02 febbraio 2015

Onde gravitazionali, l'errore di BICEP2 è ufficiale

La caratteristica perturbazione della radiazione cosmica di fondo rilevata dal telescopio BICEP2 è compatibile con la presenza di polvere interstellare nella Via Lattea. È quanto risulta da un nuovo confronto con i dati del telescopio spaziale Planck dell'ESA. Non c'è alcuna conferma dunque che il segnale rilevato da BICEP2 abbia avuto origine dalle onde gravitazionali prodotte con il processo d'inflazione, come invece annunciato lo scorso anno(red)

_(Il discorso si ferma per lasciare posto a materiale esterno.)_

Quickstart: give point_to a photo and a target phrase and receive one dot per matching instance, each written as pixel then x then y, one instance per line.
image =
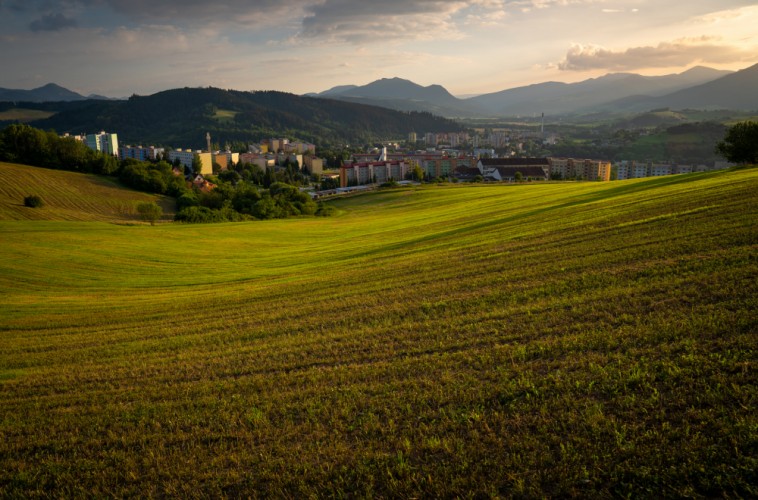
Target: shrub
pixel 33 201
pixel 149 211
pixel 325 210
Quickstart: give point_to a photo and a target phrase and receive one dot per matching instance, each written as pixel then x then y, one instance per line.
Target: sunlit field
pixel 542 339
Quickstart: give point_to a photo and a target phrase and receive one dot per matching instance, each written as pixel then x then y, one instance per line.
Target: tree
pixel 150 211
pixel 740 144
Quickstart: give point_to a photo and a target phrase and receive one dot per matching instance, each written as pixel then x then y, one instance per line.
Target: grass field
pixel 70 196
pixel 536 340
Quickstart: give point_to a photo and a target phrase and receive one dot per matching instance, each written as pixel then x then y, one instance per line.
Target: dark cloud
pixel 348 20
pixel 196 10
pixel 667 54
pixel 52 22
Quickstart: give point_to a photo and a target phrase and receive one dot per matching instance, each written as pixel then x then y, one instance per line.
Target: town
pixel 446 157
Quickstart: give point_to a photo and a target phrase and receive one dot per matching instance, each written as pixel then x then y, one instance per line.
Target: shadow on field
pixel 603 195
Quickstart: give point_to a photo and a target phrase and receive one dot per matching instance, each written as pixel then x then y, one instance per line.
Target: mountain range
pixel 182 117
pixel 697 88
pixel 47 93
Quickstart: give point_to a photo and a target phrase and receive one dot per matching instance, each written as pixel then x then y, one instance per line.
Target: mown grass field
pixel 70 196
pixel 554 340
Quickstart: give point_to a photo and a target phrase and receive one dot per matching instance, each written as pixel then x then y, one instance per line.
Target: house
pixel 202 184
pixel 572 168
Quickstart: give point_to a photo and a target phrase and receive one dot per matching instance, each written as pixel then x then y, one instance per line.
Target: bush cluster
pixel 229 203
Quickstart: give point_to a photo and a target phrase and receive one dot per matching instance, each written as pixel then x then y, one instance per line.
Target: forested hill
pixel 181 118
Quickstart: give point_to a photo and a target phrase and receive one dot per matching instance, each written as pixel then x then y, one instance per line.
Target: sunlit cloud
pixel 680 52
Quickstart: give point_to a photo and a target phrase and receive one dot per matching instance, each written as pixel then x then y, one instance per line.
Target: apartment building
pixel 139 153
pixel 573 168
pixel 357 173
pixel 104 142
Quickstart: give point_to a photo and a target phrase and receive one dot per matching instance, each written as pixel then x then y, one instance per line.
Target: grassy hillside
pixel 69 196
pixel 527 340
pixel 182 117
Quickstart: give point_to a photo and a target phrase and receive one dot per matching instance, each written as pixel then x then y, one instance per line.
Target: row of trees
pixel 243 201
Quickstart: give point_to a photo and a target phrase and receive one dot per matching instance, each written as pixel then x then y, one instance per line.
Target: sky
pixel 118 48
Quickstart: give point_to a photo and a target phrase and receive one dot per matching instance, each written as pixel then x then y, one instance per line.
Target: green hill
pixel 70 196
pixel 550 340
pixel 182 117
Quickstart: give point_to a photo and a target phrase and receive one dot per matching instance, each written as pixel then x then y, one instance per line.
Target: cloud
pixel 389 20
pixel 680 52
pixel 52 22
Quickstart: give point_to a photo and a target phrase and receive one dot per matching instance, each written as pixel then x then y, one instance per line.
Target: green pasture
pixel 70 196
pixel 225 115
pixel 533 340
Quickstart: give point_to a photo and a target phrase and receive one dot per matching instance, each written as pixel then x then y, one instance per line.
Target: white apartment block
pixel 104 142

Non c'è alcuna prova della presenza indiretta di onde gravitazionali prodotte pochi istanti dopo il big bang nelle rilevazioni di BICEP2, rese pubbliche a marzo 2014. È la conclusione di un nuovo studio proposto per la pubblicazione sulla rivista "Physical Review Letters", in cui sono stati confrontati i dati raccolti dal telescopio spaziale Planck dell'Agenzia spaziale europea, e dei telescopi terrestri BICEP2, al Polo Sud e Keck, sulle sommità del vulcano Mauna Kea, alle isole Hawaii.

Non ha trovato riscontro quindi l'annuncio dei ricercatori di BICEP2, secondo cui la radiazione cosmica di fondo, l'eco fossile del big bang, da loro osservata porterebbe impressa la firma del processo d'inflazione. Quest'ultimo, secondo la teoria cosmologica, ha determinato un'espansione primordiale dell'universo in tempi rapidissimi: le onde gravitazionali prodotte avrebbero perturbato la radiazione di fondo, producendo caratteristiche “torsioni” della sua polarizzazione, chiamate “modi B”.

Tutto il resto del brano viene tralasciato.